3.1. SGLT2 Inhibitor Therapy
At baseline, only 17 (5%) patients were already taking SGLT2i: 11 with HfrEF, three with HfmrEF, and three with HfpEF. After baseline evaluation, SGLT2i was prescribed to 224 (64%) patients. This encompassed 179 (84%) with HfrEF, 27 (46%) with HfmrEF/HfimpEF, and 18 (23%) with HfpEF/HfimpEF. Dapagliflozin was prescribed to 187 (83%) patients, empagliflozin to 35 (16%), and canagliflozin to 2 (1%). Notably, canagliflozin was the preferred choice by diabetologists before the study’s onset for diabetes-afflicted patients with an LVEF > 40%, coupled with compromised renal function and proteinuria. Patients with HfmrEF/HfpEF/HfimpEF less frequently received a prescription of SGLT2i. Patients with HfmrEF/HfpEF/HfimpEF were more frequently diabetic than HfrEF (67% vs. 31%).
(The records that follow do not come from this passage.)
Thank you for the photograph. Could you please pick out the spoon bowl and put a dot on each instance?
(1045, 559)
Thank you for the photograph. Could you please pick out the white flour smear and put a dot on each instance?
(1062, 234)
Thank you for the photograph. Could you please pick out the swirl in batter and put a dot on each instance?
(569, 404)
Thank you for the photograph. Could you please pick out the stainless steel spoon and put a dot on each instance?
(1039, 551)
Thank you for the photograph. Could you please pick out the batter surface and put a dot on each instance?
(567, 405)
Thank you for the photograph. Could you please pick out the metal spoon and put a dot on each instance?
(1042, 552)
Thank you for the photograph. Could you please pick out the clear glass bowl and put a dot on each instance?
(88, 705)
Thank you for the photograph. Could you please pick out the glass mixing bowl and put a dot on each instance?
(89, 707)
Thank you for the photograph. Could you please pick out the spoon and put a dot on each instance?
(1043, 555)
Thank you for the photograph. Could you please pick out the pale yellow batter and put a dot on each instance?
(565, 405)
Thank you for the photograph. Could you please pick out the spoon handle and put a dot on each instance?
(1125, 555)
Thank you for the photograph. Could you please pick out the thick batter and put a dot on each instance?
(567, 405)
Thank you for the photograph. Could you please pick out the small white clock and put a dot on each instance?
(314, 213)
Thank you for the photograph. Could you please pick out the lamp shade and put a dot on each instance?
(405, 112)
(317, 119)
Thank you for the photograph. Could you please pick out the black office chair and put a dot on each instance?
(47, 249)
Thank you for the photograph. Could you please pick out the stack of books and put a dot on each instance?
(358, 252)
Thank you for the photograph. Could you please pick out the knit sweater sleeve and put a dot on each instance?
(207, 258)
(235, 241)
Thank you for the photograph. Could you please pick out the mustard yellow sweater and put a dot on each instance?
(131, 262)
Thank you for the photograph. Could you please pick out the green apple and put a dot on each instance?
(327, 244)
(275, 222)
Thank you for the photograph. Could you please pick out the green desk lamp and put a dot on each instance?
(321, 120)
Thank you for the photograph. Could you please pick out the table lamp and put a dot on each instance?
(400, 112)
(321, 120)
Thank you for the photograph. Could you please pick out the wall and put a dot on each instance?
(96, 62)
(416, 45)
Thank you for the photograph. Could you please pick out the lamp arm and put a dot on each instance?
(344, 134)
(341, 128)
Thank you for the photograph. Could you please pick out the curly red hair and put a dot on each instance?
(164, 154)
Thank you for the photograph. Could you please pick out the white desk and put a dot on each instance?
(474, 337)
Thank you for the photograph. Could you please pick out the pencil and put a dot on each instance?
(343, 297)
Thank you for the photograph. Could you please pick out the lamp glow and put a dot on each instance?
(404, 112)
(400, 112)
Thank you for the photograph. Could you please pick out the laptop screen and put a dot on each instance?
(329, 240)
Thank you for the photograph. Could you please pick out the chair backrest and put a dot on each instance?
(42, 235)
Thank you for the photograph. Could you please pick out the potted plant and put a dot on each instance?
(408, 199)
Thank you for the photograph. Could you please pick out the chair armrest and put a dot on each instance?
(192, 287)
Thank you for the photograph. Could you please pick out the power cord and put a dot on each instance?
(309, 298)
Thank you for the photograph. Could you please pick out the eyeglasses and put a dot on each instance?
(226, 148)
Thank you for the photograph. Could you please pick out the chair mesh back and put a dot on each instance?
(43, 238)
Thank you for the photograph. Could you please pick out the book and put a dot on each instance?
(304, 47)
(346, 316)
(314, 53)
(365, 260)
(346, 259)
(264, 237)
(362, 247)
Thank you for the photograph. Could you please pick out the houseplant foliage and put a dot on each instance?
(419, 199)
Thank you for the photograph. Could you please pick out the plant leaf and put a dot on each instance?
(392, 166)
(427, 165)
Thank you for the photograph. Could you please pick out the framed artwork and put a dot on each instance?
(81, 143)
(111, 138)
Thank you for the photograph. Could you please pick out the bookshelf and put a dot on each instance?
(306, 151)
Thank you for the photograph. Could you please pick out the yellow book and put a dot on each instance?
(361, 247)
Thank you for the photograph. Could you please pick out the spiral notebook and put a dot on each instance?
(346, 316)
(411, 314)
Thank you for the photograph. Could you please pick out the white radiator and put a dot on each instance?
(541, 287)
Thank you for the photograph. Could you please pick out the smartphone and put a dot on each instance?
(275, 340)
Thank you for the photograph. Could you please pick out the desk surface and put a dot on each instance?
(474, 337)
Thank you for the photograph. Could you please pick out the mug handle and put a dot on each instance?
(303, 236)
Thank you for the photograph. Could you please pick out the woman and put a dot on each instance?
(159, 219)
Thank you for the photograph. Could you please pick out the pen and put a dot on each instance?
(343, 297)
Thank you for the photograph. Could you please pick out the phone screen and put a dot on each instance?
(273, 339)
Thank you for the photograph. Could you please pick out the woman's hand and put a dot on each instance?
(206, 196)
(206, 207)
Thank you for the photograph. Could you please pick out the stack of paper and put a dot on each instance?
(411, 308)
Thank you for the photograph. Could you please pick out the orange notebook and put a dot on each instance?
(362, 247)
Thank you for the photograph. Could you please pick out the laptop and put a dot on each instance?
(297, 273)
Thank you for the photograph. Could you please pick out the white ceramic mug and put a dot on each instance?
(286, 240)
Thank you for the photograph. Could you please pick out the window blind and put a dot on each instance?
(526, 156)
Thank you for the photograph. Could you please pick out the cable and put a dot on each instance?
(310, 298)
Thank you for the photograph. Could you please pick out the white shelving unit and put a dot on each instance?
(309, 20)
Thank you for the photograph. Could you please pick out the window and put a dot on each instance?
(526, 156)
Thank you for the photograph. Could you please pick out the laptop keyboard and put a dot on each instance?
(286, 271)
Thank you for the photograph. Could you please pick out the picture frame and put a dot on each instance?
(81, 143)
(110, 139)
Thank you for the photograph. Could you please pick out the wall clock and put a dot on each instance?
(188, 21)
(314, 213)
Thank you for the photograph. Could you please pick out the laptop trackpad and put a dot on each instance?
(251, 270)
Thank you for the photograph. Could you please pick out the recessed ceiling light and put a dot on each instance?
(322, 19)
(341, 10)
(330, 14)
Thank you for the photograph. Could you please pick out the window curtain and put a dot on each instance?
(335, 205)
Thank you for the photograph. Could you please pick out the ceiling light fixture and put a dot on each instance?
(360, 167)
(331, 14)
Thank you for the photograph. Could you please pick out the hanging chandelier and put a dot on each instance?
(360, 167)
After 6 to 12 months of follow-up, only 7 of 224 patients discontinued SGLT2i due to hypotension (2), acute kidney injury (1), intolerance (2), and urinary tract infection (2). Figure 1 shows the main classes of drugs prescribed at baseline.
In Table 2, the clinical characteristics of patients receiving empagliflozin and dapagliflozin are shown separately for the group of HfrEF and HfmrEF/HfpEF/HfimpEF patients.
3.2. Changes in Patients with SGLT2 Inhibitor Therapy
As depicted in Table 3, among all patients to whom SGLT2i was prescribed at baseline, there was a significant reduction in weight, systolic arterial pressure, and NYHA class, as well as a minor but notable increase in serum creatinine levels. Furthermore, a significantly larger proportion of patients were taking ARNi during the follow-up. Concurrently, there was a significant drop in the percentage of patients on ACEi/ARBs and diuretics. No discernible differences emerged in the administration of beta-blockers and MRAs.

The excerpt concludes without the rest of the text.